Restaurant operators are “braced for potential challenges” this year, according to the latest National Restaurant Association Business Conditions survey Currently, 50 percent of operators across the U.S. expect to be less profitable in 2023. Rising food, labor and energy/utility costs pose significant challenges heading into 2023.
The majority of small and midsize U.S. business leaders anticipate a recession in 2023, according to JPMorgan Chase’s 2023 annual Business Leaders Outlook survey. In total, 65 percent of midsize businesses and 61 percent of small businesses expect a recession in the year ahead.
Food and labor costs are the two most significant line items for a restaurant, each accounting for approximately 33 cents of every dollar in sales, according to the National Restaurant Association survey. Other expenses — such as utilities, occupancy, supplies, general/administrative and repairs/maintenance — combine to represent about 29 percent of sales.
- 92 percent of operators say food costs are a significant challenge
- 89 percent of operators say labor costs are a significant challenge
- 50 percent of operators expect to make less profit in 2023
“The restaurant industry is ending the year in an environment that’s the most typical since 2019,” said Hudson Riehle, senior vice president of Research for the National Restaurant Association. “Moderate but positive employment growth across the economy and elevated consumer spending in restaurants will allow the restaurant industry to kick off 2023 on a more optimistic note than the last few years, but operators remain braced for potential challenges in the new year.”
Restaurants run on notoriously thin margins, so 50 percent of operators expect to be less profitable in 2023, while another 34 percent expect their profitability to remain the same as it was in 2022.
Operators continue to have to make difficult choices to manage their profitability — everything from reducing hours to postponing expansions and even eliminating third-party delivery. Actions taken include:
- 87 percent of restaurants increased menu prices
- 59 percent changed the food and beverage items offered on the menu
- 48 percent reduced hours of operation on days open
- 32 percent closed on days that normally open
- 38 percent of operators say they postponed plans for expansion
- 13 percent of operators say they eliminated third-party delivery
- 19 percent postponed plans for new hiring
According to the survey, a majority of both fullservice operators (63 percent) and limited-service operators (61 percent) say their restaurant does not have enough employees to meet customer demand.
Operators are actively looking to boost staffing levels, with 87 percent saying they will likely hire additional employees during the next 6-12 months if there are qualified applicants available. But 79 percent of operators say their restaurant currently has job openings they are having difficulty filling.
At the same time, restaurant operators will continue to balance staffing needs with business conditions. 57 percent of operators say they would be likely to lay off employees during the next 6-12 months if business conditions deteriorate and the U.S. economy enters a recession.
Among the Chase survey findings:
Passing Costs onto Consumers: 83 percent of midsize businesses have passed at least some increased costs onto consumers and buyers, while 68 percent of small businesses have raised prices on select or all products and services.

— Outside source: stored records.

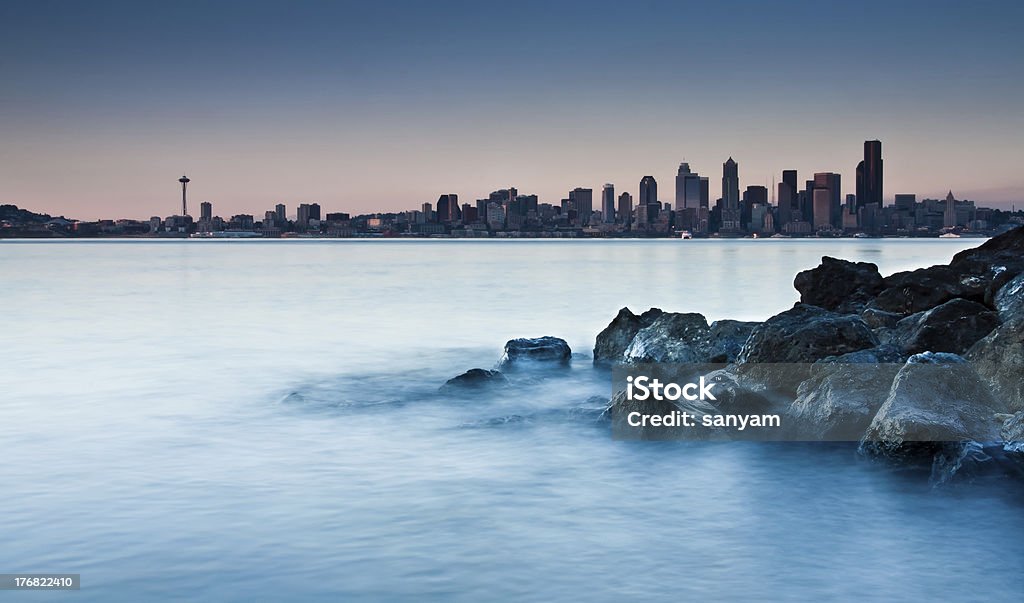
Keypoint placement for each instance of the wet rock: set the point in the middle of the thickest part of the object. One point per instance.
(611, 342)
(840, 399)
(725, 340)
(806, 334)
(935, 398)
(877, 318)
(998, 358)
(952, 327)
(1009, 301)
(885, 353)
(909, 293)
(544, 350)
(839, 285)
(671, 338)
(475, 379)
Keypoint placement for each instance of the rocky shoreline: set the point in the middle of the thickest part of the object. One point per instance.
(951, 336)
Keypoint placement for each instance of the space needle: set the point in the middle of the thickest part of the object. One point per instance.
(184, 205)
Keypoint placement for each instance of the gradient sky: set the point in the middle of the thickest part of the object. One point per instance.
(366, 106)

Rising Business Expenses: 94 percent of small businesses say inflation has impacted expenses, with 38 percent noting that expenses have increased by 11 percent or more. Leading cost drivers for both small and midsize businesses include wages and benefits costs for hiring and retaining employees, shipping and other supply chain-related expenditures, including costs of raw materials.
Bracing for Longer-Term Increases: 82 percent of midsize businesses are likely to continue to increase prices to mitigate costs, while the majority of small businesses expect that higher costs for labor, rents, shipping and materials are here to stay.
Some expert advice for 2023 planning:
Stay In-Tune with Economic Trends: While business leaders are undoubtedly familiar with today’s top economic headlines, they will want to keep a close eye on whether current trends related to the Federal Reserve, consumer spending, inflation, labor markets and more continue, abate or reverse in the year ahead.
Recession-Proof Your Business: Regardless of when or if a recession ultimately materializes, businesses can take steps today to remain flexible, bolster their balance sheet and even find opportunities amid volatility.
Optimize Working Capital: Working capital is a key indicator of businesses’ financial health, and maintaining it is even more crucial in times of economic volatility. To manage working capital more effectively, businesses may want to consider utilizing supply chain finance and dynamic discount solutions, implementing more efficient inventory management and reworking current debt to reduce liabilities.